O salário é sempre na boca destes um «custo do trabalho», a diminuição dos salários é embrulhada na expressão «aumento de flexibilidade sobre o mercado do trabalho» ou «moderação salarial» e o desmantelamento do Estado Social naquilo que designam por «reformas estruturais». As quotizações sociais são sempre «encargos sociais», os patrões são «empregadores», a exploração desapareceu do léxico e os trabalhadores passaram definitivamente a «colaboradores», etc., etc.

A crise do sistema monetário internacional

O curso do dólar e o euro tem sido errático ao longo destes tempos. A chamada «guerra cambial» ou «guerra das moedas» tem-se traduzido nas disputas entre países na procura de ganhos de competitividade – desvalorizações para aumentar as exportações, movimentos especulativos sobre tal ou tal divisa (o yen japonês, o franco suíço…) e a luta pela manutenção dos privilégios do dólar, moeda de reserva mundial e intermediária internacional de troca, designadamente na compra de matérias-primas – petróleo, gás – contra o euro que se quer afirmar como moeda de reserva mundial.

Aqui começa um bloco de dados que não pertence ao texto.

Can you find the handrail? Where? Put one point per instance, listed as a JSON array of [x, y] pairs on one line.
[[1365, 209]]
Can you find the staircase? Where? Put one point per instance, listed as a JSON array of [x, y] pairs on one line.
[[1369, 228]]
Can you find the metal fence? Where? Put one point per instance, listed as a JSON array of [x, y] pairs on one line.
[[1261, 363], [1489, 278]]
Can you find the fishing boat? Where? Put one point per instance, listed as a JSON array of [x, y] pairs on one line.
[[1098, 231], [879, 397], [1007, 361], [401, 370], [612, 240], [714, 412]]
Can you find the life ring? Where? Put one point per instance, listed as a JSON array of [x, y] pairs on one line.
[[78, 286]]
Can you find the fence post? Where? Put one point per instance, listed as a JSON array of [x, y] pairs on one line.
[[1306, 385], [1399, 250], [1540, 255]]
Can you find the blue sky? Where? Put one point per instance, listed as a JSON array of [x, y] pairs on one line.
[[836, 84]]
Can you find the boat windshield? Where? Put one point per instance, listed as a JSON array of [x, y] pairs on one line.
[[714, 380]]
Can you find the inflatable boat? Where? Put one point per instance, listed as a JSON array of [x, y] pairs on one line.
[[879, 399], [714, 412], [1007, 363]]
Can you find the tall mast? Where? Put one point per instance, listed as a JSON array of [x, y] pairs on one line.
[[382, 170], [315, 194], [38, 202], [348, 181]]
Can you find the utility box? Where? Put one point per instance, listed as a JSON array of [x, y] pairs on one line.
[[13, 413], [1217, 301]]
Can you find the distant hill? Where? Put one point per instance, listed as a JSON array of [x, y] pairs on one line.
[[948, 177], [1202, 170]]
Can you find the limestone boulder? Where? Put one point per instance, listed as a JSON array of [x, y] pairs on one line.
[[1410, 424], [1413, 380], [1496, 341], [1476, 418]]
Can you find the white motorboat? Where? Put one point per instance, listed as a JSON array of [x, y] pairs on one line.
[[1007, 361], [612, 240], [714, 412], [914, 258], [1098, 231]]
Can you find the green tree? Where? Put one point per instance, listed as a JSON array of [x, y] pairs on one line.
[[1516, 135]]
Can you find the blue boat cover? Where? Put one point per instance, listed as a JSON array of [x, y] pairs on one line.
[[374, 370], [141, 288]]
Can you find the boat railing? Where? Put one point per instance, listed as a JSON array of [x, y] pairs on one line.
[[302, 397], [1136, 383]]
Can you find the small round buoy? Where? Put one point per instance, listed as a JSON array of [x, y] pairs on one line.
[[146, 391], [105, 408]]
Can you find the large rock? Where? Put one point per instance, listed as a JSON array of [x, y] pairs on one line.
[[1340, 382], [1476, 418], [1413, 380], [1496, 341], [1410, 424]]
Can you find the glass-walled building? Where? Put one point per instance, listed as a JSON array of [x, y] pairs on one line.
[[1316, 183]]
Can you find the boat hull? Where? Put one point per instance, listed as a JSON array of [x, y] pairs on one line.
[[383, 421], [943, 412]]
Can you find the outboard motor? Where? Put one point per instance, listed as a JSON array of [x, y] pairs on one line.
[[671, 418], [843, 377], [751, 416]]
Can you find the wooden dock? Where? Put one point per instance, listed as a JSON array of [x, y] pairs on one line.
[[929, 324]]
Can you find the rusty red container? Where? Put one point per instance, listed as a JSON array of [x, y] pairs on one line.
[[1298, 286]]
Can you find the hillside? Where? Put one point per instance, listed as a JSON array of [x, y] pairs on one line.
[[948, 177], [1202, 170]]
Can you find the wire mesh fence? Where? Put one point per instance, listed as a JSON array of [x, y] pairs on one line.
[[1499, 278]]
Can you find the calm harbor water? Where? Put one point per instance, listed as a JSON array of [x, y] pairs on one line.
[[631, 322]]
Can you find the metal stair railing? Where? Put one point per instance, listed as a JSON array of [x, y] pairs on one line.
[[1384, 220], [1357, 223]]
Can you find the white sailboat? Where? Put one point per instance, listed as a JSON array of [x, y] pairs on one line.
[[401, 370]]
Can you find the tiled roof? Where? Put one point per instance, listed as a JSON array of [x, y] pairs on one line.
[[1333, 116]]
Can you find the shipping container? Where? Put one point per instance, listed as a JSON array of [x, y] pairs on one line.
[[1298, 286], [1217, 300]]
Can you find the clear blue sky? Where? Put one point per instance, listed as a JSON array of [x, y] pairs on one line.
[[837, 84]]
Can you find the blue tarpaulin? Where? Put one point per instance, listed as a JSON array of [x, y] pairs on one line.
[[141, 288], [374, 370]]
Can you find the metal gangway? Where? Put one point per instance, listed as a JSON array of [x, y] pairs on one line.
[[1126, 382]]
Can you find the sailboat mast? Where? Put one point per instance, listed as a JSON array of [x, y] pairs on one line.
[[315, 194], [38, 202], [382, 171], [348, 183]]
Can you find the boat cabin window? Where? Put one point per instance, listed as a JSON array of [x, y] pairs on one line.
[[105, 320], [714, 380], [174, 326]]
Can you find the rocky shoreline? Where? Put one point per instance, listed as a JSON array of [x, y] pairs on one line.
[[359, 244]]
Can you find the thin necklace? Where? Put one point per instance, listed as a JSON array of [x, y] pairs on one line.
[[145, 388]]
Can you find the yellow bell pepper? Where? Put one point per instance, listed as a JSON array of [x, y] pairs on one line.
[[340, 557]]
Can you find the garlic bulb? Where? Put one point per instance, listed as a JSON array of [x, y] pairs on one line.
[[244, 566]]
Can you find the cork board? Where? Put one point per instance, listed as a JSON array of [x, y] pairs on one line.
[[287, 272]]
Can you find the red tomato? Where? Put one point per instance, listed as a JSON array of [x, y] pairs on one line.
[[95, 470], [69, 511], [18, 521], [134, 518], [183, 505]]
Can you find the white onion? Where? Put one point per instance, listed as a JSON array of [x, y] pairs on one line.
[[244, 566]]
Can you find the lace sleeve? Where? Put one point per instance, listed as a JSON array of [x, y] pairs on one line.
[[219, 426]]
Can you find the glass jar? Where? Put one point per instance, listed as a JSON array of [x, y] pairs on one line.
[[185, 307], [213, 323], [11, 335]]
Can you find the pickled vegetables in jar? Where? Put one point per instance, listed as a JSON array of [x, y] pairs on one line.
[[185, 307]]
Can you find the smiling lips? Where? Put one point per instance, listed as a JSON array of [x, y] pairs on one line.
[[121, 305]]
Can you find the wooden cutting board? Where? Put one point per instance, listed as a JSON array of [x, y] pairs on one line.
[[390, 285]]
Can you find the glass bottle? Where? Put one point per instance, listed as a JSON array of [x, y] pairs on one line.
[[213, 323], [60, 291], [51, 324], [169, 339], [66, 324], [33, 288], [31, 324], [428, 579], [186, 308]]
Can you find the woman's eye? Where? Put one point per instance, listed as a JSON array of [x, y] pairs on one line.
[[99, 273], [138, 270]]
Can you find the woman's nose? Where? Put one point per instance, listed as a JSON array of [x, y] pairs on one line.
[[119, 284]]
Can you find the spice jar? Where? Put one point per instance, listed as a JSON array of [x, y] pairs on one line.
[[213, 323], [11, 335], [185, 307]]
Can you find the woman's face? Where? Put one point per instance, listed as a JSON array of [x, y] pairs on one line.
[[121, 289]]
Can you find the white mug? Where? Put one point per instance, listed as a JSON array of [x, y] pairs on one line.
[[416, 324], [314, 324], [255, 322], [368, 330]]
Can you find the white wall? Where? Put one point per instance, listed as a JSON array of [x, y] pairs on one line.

O dólar tem visto o seu estatuto de moeda de reserva ser posto em causa devido à dívida externa dos EUA, à emissão de dólares sem correspondência à produção de bens e serviços para a resolução dos problemas do sobre-endividamento. Por isso, os EUA, acompanhado a maior parte das vezes pela Inglaterra, tem procurado ampliar e tirar partido dos problemas da zona euro, designadamente os ligados à dívida externa dos países periféricos, para descredibilizar o euro.

As reservas de divisas mundiais representam atualmente o equivalente a 9 trilhões e 694 milhões de dólares (FMI, 31.03.2011), sendo 61% titulados em dólares estadunidenses e 27% em euros. As duas moedas representam cerca de 90% das reservas de troca mundiais. A libra e o yen são respectivamente a terceira e quarta moeda mais importantes. Há dez anos a parte correspondente ao dólar era 10% superior à atual e a do euro era menor. O euro tem vindo a afirmar-se como moeda de reserva e investidores asiáticos, tal como russos, brasileiros e outros, têm procurado ficar menos dependentes do dólar. Para se ter uma ideia dos ganhos e perdas que se podem ter com a flutuação cambial das moedas e os movimentos especulativos, basta ver que o montante médio diário das transações em 2010 foi de 4 trilhões de dólares. Estes fluxos monetários continuam a ser dominados pelo dólar. O euro subiu ligeiramente, passou de 18,5% para 19,5%. Mas a disputa continua, num quadro de grande instabilidade financeira, econômica e social.

O Banco Asiático para o Desenvolvimento há muito que pressiona os seus membros para a criação de uma moeda comum, mas poucos passos foram dados. A Rússia, a Venezuela e o Brasil têm vindo a aumentar as suas trocas nas moedas nacionais e a pressão para a reformulação do sistema monetário internacional, da parte destes países e da China, tem aumentado. A evolução para uma moeda tendo por referência um cabaz de moedas fortes com uma parte em ouro, ou para a utilização dos direitos de saque especiais do FMI com base num mesmo cabaz, são propostas que surgem com peso, periodicamente. Mas que esbarram com a oposição direta ou indireta dos EUA e da Inglaterra, que utilizam toda a sua força e pressão – designadamente militar – junto dos países produtores de petróleo, para que a sua cotação e transação se faça em dólares, mantendo o status quo do sistema monetário internacional.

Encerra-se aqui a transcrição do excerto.